Video program films video for candidates

By Nate Frame, Staff Writer — In Democratic countries, voting is fundamental to the political process; however, the youth vote is down. During the last presidential election in 2012, only 45 percent of young people, ages 18-29, voted, down from 51 percent in 2008.

To help combat this trend, the video production program has created a video designed to get young people engaged in the election.

An organization known as the American Public Education Foundation contacted the video production program to create a video sponsoring their initiative, Youth Vote America. The video, which shows students discussing their political views and voting plans, was first started on Feb. 5 and finished on Feb. 10.

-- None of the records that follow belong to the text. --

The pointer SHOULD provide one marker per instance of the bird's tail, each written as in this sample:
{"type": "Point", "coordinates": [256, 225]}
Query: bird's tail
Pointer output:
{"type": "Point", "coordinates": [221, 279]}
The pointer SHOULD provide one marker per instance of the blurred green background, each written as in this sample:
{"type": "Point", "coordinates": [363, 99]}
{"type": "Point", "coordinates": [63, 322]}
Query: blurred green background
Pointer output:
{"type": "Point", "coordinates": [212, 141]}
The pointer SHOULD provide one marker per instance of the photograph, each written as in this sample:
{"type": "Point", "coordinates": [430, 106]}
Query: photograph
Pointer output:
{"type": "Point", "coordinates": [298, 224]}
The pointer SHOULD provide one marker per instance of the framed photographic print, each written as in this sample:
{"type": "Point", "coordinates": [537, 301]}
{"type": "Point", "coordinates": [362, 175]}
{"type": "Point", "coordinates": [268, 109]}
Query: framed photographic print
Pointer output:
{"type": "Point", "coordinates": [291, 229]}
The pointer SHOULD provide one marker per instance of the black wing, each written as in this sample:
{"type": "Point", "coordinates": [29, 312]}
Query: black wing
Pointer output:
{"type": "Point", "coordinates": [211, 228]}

“Even if you aren’t old enough to vote, your voice can still be heard,” video production teacher Joshua Branch said.

Branch teaches the video production career tech as well as the intro class, and manages the many projects the program takes on. He and his students, from sophomores to seniors, have all put in work to make the video as professional as possible.

Seniors Chase Wirth and Ben Kohan spent time editing the video on Adobe Premier and shooting some footage, and Kohan used Adobe After Effects to create some of the graphics.

“I really liked the graphics,” Wirth said. “It seemed a lot more professional.”

The executive director of the organization, Mia Toschi, wanted to have a video to show to each presidential candidate on President’s Day, to educate them on what young voters think about politics and to increase teen engagement in the political process.

“She said she can’t wait to sing praises,” Wirth said.

The most important thing to the students and to Branch is the experience of the project. Branch made sure to give all the credit to his students who worked on the video.

“It was all about the students and their work,” Branch said.

The video has gained some success on its own as well, gaining 7,000 hits on YouTube in less than a week. Between that and it being shown to all of the presidential candidates, the program has produced something they are all very proud of.

“They were eager to be apart of something bigger than themselves,” Branch said.

[Updated Aug. 18, 2017: This article has been reformatted for consistency.]